The United States District Court for the District of Arizona has held that mere reference to a “pyramid scheme” in a prior lawsuit is insufficient to warrant judgment on the pleadings regarding the relatedness of a later claim alleging a pyramid scheme. Hanover Ins. Co. v. Vemma Int’l Holdings, Inc., 2016 WL 4059606 (D. Ariz. July 29, 2016). The court also held that the possibility of reputational and financial harm to an insured individual is sufficient to demonstrate irreparable harm for the purposes of seeking a preliminary injunction for advancement of defense costs.
The Federal Trade Commission (FTC) filed a lawsuit against the insured entity and an insured director alleging, among other allegations, that the insureds had participated in a pyramid scheme. The insureds notified their insurer of the lawsuit, seeking coverage under the company’s directors and officers and entity liability policy. The insurer denied coverage for both the insured entity and the director and filed a declaratory judgment action. The insurer argued in a motion for judgment on the pleadings that coverage was unavailable on the ground that the FTC action was not a claim first made during the relevant policy period because it was related to other claims asserted prior to the policy period. The insureds sought a preliminary injunction for reimbursement of defense expenses.

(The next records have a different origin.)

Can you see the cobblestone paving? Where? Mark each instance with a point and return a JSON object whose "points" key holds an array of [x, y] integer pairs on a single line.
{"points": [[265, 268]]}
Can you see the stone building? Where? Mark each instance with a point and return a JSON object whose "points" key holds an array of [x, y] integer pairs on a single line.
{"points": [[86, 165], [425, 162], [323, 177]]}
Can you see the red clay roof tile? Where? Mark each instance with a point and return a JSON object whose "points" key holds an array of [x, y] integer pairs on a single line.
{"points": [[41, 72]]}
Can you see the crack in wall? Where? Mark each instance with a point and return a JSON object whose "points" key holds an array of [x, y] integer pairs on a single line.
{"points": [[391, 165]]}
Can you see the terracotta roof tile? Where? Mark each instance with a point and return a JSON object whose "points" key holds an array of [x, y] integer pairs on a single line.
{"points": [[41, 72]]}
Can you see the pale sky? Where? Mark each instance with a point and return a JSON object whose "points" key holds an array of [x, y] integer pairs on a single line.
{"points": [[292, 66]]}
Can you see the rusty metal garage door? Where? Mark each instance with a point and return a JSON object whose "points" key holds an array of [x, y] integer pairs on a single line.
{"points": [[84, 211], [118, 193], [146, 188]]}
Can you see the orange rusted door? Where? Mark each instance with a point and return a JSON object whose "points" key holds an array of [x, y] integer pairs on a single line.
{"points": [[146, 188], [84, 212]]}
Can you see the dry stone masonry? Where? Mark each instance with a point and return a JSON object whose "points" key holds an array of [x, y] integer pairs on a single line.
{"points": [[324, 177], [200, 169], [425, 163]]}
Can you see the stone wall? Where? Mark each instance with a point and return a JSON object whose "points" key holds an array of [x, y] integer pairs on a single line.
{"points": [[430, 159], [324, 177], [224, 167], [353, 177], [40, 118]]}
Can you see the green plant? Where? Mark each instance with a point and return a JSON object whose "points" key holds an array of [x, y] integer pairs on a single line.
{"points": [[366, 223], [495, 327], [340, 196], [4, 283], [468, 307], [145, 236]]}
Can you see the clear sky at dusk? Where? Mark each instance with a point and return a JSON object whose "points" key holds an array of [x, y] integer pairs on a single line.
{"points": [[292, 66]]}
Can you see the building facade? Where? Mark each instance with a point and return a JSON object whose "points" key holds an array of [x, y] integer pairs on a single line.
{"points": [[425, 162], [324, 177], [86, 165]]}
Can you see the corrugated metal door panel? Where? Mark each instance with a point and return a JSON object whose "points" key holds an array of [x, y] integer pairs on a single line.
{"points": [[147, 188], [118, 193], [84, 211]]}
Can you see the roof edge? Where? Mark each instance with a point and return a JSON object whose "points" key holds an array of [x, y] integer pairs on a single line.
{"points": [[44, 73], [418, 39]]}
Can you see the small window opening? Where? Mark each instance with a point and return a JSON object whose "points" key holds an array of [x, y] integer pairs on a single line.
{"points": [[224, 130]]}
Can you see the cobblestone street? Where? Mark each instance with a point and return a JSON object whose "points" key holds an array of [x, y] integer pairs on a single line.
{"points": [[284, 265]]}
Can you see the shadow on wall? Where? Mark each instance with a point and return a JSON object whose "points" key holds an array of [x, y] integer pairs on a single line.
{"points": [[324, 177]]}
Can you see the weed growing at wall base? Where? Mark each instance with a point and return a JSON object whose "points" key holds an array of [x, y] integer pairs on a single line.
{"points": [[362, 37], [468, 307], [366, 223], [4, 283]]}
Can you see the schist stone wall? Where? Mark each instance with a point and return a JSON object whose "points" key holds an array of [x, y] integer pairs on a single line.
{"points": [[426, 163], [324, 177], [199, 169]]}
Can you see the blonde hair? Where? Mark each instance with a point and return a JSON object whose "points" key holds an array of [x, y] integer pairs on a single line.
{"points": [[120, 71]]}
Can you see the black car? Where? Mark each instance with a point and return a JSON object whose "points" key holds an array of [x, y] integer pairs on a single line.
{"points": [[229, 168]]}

The court denied the insurer’s motion, concluding that further discovery was needed to determine whether prior lawsuits were based on the same marketing and compensation scheme as the FTC action, and that a previous claim including allegations of a pyramid scheme did not necessarily preclude coverage for a later pyramid scheme claim.
However, the court denied the insured company’s request for a preliminary injunction because the insurer had shown that the insured company might not succeed on the merits with regard to whether the claims were related. Nevertheless, the court granted the insured director’s request for a preliminary injunction for advancement of defense costs, subject to the policy’s allocation provision, because the insurer identified no evidence that any prior claims were brought against the insured individual. The court concluded that the director had demonstrated the likelihood of irreparable harm if the injunction was not granted, as the director had produced evidence of likely reputational harm and the potential for financial ruin in the absence of an insurer-funded defense.